Hairshirt environmentalism (or hairshirt-green) refers to the idea that the environmental problems faced by society can be addressed by limiting the consumption of resources.

Etymology 
A hairshirt (or cilice) is an undergarment worn to induce discomfort, and thereby lead the wearer to spiritual purity, salvation, or atonement for sin.  Similarly, hairshirt environmentalism refers to the belief that denial of material comfort will lead to environmental sustainability.

Usage 
This term is often used in a derogatory way in reference to the anti-consumerism present in the environmental movement.  The central argument for this usage is that conservation alone will not be enough even if substantial numbers of people can be convinced to conserve, and that not enough people can be convinced to conserve for it to make a substantial difference.  It is also used by those having interests in promoting throwaway consumerism to accuse well-meaning environmentalists of stifling personal freedoms.  Famously, former Vice President Dick Cheney said "Conservation may be a sign of personal virtue but it is not a sufficient basis for a sound, comprehensive energy policy."
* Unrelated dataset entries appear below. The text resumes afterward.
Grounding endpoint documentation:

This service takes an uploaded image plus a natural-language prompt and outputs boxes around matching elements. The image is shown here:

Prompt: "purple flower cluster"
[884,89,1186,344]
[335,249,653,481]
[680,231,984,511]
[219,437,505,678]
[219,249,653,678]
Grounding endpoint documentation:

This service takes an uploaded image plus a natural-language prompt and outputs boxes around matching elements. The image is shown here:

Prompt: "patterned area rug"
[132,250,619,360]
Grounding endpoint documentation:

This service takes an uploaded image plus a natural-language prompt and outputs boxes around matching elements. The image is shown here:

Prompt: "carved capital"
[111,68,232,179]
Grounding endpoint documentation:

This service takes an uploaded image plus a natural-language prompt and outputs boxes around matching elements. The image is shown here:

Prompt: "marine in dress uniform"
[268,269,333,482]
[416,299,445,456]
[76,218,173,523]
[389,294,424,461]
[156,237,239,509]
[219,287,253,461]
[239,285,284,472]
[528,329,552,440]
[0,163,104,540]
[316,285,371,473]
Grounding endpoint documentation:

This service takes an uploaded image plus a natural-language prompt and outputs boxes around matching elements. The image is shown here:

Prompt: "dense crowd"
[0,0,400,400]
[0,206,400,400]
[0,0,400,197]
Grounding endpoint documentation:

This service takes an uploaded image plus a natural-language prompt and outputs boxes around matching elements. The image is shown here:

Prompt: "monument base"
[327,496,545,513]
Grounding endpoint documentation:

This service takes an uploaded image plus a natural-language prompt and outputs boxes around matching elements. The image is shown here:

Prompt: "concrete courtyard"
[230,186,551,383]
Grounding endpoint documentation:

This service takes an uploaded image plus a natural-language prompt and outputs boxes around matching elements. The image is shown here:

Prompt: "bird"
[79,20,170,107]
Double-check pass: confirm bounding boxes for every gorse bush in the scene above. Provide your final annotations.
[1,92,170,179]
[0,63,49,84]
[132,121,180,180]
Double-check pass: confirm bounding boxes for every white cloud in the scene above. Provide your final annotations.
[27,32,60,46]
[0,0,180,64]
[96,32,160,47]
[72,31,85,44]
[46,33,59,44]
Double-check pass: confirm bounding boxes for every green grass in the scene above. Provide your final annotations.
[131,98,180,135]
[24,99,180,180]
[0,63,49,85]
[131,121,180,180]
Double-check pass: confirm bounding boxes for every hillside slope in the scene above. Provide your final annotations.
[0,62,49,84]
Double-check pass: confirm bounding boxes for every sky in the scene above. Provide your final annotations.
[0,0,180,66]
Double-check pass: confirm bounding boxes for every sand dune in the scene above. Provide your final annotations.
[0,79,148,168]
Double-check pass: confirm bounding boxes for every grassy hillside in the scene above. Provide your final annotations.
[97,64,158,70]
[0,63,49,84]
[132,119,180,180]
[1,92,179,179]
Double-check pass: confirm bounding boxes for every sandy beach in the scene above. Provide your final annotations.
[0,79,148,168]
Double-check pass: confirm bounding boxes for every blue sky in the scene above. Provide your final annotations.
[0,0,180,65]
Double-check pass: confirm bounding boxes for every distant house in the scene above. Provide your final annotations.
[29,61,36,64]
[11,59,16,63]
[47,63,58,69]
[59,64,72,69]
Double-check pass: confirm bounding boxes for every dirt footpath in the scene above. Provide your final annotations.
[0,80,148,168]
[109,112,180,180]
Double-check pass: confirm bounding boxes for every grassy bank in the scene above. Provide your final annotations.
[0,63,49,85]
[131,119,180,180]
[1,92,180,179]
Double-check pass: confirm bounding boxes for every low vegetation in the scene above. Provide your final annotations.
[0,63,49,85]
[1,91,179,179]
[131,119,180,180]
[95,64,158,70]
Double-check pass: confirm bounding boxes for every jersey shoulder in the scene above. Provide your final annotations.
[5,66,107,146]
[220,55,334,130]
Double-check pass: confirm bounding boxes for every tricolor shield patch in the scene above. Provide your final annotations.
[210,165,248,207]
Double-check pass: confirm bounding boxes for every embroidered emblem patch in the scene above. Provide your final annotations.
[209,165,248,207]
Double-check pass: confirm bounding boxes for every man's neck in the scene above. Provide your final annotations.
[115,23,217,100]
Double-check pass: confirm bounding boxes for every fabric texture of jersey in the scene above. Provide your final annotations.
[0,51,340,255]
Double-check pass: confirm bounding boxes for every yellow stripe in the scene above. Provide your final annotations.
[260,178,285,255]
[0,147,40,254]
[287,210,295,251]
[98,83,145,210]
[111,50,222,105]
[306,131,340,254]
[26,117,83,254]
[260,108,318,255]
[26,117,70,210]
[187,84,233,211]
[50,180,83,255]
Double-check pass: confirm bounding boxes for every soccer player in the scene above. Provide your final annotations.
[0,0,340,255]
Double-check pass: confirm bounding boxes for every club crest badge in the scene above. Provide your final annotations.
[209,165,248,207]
This term is also used by environmentalists who believe changes in technology, or society itself are necessary to make a substantial difference in environmental degradation, and that merely using less of the same technology within the same societal structure will not nearly be enough.  Bruce Sterling, in his final closing note of the Viridian Design Movement noted "Hairshirt-green is the simple-minded inverse of 20th-century consumerism. Like the New Age mystic echo of Judaeo-Christianity, hairshirt-green simply changes the polarity of the dominant culture, without truly challenging it in any effective way. It doesn't do or say anything conceptually novel – nor is it practical, or a working path to a better life."

In Sterling's case, this is clearly not meant to be derogatory to the environmentalist movement as a whole, but rather a challenge to think of transformative ways of changing our society's energy use – not merely gradual ones.